Security & Trust
Known limitations & roadmap
What is not done yet, stated plainly.
An honest inventory of what the current build does not do. Nothing here is hidden behind marketing.
Not safe for real value
- Dev-grade trusted setup — single-contributor circuit key. Requires a multi-party ceremony + audit. See Trusted setup.
- Unaudited — no third-party security review of the circuit, verifier, or state machine.
Centralization (MVP)
- Single PoA sequencer — orders and produces all blocks; can censor / halt. Decentralization is a later phase.
- Single relayer — can censor withdrawals (not steal them). A relayer market is future work.

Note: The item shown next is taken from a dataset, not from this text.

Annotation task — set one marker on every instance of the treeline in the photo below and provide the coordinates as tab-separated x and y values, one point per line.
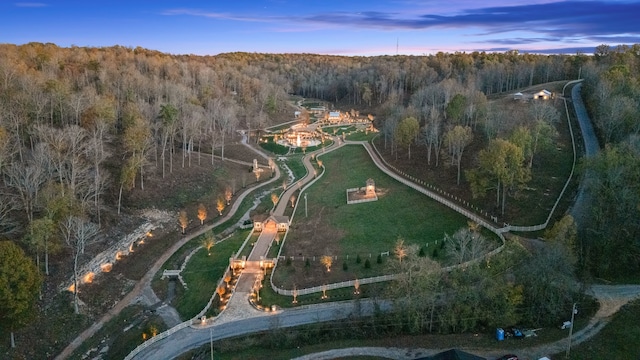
610	242
77	124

- Single-operator bridge — the relayer holds the sequencer key; the vault trusts one pubkey.
Pending (WSL / real-validator debt)
Both are blocked by the current dev environment, not by the design, and are the only remaining pre-launch engineering work:
- Real bridge-vault deployment — the deployable Solana program exists but is not deployed to a validator; the bridge runs against a faithful simulator today.
- BPF verifier path — the native builtin verifier is real and tested, but the
same verifier deployed as a BPF program (calling the
alt_bn128/poseidonsyscalls) is not yet exercised on a real validator.
Scope not yet built
- No SPL token bridging — native SOL only so far.
- No WebSocket pubsub — clients poll
getSignatureStatuses. - No indexer-side note delivery — private-transfer recipients receive a note string out of band.
- Anonymity-set size — privacy grows with the pool; a young pool offers a small crowd to hide in (see What's public vs private).
Path to production
- Multi-party trusted-setup ceremony.
- Security audit (circuit + verifier + state machine + key handling).
- Real bridge-vault deploy + BPF verifier path on a real validator.
- Decentralize the sequencer; open the relayer set.
- SPL token support; pubsub; an indexer-backed note-delivery channel.